Does anyone know of a good guide to the MSIL JIT compiler?

11917640 Member

"

Quote:

Running the code through a debugger and dropping to assembly. The only way I can do that reliably is with debug info, which may change how the JITter drops native instructions. I can't rely on it.

Probably, the answer is here: Do PDB Files Affect Performance? Generally, the answer is: No. Debugging information is just additional file, which helps debugger to match the native instructions and source code. Of course, if implemented correctly. The article is written by John Robbins.

honey the codewitch

I think that's about unmanaged code, and not the JITter

Check out my IoT graphics library here: https://honeythecodewitch.com/gfx And my IoT UI/User Experience library here: https://honeythecodewitch.com/uix

11917640 Member

Well, buzzwords like .NET, VB .NET, C#, JIT compiler, ILDASM are used in this article only by accident. You are right.

honey the codewitch

I am tired and I read the first bit of it. Sorry. It's 3am here and I shouldn't be awake.

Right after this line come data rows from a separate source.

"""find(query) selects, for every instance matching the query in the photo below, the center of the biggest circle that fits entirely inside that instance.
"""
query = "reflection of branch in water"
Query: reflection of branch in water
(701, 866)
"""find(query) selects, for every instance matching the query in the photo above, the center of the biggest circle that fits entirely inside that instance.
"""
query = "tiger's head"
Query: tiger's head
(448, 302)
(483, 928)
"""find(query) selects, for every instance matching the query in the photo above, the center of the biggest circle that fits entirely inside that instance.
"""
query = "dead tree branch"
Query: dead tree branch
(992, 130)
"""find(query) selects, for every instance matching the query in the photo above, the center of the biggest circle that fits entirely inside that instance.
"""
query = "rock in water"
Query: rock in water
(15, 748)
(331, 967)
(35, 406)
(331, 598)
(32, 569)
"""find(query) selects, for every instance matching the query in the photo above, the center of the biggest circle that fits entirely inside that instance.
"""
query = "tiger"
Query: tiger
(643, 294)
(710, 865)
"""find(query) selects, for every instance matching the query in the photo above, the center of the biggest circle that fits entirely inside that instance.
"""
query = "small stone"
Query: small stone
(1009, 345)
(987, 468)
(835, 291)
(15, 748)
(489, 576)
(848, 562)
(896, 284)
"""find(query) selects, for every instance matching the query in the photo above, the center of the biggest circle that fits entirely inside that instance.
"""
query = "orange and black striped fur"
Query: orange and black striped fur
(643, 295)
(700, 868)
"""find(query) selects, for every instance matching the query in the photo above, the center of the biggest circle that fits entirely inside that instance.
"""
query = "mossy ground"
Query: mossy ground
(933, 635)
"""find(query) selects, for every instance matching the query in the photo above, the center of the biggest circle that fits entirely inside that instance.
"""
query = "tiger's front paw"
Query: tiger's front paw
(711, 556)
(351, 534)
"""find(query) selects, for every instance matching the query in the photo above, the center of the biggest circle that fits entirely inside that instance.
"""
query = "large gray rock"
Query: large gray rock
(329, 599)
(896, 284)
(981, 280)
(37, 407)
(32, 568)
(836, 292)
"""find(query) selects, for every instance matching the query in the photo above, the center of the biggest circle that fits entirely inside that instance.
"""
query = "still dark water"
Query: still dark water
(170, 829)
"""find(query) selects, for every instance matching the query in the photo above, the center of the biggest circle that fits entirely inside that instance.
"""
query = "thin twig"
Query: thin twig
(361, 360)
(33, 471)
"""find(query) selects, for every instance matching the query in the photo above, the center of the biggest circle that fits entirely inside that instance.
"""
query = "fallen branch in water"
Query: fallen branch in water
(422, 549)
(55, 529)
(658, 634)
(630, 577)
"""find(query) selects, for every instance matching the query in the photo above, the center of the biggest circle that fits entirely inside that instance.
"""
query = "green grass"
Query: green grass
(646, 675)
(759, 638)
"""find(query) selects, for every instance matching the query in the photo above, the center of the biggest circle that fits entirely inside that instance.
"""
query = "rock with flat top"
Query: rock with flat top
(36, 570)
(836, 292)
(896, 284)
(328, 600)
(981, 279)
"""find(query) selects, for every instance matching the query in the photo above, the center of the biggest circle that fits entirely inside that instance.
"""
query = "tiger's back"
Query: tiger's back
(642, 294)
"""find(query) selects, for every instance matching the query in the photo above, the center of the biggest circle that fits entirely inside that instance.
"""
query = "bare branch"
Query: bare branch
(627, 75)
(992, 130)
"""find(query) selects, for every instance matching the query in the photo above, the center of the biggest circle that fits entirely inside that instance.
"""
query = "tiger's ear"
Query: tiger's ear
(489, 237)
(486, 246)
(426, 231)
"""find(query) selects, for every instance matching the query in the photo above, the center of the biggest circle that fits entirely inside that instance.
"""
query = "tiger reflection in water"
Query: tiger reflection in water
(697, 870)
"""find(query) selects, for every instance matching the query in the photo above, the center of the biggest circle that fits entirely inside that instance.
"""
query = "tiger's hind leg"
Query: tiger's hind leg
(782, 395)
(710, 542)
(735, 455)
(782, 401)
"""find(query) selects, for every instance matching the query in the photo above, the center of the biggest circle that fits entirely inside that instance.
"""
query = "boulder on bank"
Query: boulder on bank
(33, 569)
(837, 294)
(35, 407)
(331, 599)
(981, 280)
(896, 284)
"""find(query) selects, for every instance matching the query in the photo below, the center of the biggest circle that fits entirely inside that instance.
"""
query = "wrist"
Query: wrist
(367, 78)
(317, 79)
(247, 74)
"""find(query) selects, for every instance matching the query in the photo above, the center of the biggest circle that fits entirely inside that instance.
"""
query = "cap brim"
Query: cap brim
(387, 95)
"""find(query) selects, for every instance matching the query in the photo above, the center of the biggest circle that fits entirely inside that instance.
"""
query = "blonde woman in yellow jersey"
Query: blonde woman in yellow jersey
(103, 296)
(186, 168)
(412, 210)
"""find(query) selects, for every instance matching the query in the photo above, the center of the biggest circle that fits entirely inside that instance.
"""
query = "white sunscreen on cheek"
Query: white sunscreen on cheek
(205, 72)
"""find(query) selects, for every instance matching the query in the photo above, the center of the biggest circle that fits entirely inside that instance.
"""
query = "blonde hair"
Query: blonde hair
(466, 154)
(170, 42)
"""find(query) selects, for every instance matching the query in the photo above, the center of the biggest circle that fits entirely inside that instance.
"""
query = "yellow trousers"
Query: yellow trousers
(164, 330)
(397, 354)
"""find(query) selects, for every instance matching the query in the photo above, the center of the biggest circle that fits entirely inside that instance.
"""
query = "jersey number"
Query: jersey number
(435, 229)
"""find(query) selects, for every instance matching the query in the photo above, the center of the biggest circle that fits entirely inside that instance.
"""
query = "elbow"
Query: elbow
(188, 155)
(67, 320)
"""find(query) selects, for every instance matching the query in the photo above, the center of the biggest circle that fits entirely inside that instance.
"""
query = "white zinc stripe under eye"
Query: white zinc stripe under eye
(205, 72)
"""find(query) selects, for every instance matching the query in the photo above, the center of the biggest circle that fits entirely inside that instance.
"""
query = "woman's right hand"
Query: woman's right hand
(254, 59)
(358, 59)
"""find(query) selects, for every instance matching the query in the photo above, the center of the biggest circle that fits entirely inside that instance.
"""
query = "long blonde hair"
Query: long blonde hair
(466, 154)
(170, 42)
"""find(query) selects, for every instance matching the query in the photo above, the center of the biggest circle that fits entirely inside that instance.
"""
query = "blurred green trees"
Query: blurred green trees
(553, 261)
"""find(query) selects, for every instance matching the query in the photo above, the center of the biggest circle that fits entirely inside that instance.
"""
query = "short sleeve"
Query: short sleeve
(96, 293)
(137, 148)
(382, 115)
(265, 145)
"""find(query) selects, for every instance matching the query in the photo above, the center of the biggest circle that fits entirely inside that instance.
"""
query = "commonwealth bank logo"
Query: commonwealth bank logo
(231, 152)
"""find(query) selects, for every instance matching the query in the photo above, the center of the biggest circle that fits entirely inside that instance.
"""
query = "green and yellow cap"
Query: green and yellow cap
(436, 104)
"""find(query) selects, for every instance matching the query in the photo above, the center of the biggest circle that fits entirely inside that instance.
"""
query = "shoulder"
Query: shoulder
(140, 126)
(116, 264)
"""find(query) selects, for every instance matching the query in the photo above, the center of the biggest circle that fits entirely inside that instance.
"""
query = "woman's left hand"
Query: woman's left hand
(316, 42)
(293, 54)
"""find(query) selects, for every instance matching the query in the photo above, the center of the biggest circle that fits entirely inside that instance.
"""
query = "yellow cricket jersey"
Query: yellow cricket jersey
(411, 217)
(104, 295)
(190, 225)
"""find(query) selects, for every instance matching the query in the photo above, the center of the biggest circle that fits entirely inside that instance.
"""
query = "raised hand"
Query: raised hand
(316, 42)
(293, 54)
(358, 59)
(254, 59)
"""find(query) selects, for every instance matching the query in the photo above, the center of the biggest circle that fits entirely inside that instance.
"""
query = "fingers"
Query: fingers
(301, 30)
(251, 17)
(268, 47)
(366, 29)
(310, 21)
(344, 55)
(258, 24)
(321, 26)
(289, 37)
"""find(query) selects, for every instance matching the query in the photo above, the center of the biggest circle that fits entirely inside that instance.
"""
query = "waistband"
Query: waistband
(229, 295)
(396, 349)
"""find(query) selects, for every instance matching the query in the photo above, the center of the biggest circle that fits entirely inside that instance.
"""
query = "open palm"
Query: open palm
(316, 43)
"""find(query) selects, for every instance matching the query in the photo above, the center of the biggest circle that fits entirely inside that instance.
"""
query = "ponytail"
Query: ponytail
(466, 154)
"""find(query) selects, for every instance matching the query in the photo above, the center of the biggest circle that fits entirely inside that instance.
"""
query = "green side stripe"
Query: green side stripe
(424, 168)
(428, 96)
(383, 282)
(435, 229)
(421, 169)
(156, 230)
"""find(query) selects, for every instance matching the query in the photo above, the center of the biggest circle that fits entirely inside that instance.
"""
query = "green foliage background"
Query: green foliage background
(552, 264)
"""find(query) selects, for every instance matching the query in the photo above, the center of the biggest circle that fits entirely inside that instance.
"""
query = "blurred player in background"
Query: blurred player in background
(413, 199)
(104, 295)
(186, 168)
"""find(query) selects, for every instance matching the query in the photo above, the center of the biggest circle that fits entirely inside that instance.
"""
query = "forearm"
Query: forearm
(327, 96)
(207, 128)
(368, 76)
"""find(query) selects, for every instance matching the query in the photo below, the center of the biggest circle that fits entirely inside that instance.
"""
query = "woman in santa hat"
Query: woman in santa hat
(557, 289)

Check out my IoT graphics library here: https://honeythecodewitch.com/gfx And my IoT UI/User Experience library here: https://honeythecodewitch.com/uix

Jacquers

Wouldn't the Rosslyn compiler stuff be a good place to look? It's open source afaik.

Simbosan

Even if it did, I wouldn't assume that it always would and would do so on all systems. I would code explicitly and not use behaviour that isn't part of the doco.

honey the codewitch

Well, I didn't ask you what you would do. And this isn't bizdev

Check out my IoT graphics library here: https://honeythecodewitch.com/gfx And my IoT UI/User Experience library here: https://honeythecodewitch.com/uix

honey the codewitch

Probably not, since at best it uses Emit facilities and has nothing to do with the final JITter output

Check out my IoT graphics library here: https://honeythecodewitch.com/gfx And my IoT UI/User Experience library here: https://honeythecodewitch.com/uix

Stuart Dootson

The JIT (as well as the rest of the runtime) is also [open source](https://github.com/dotnet/runtime/tree/main/src/coreclr/jit) - there's an `optimizer.cpp` in that directory, which might be of interest. Also in that directory is a file (`viewing-jit-dumps.md`) which talks about looking at disassembly, and also mentions [a Visual Studio plugin, Disasmo](https://marketplace.visualstudio.com/items?itemName=EgorBogatov.Disasmo), that simplifies this process. [Edit]Another option - use Godbolt - [it supports C#](https://godbolt.org/z/vnqvGdqfe)![/Edit]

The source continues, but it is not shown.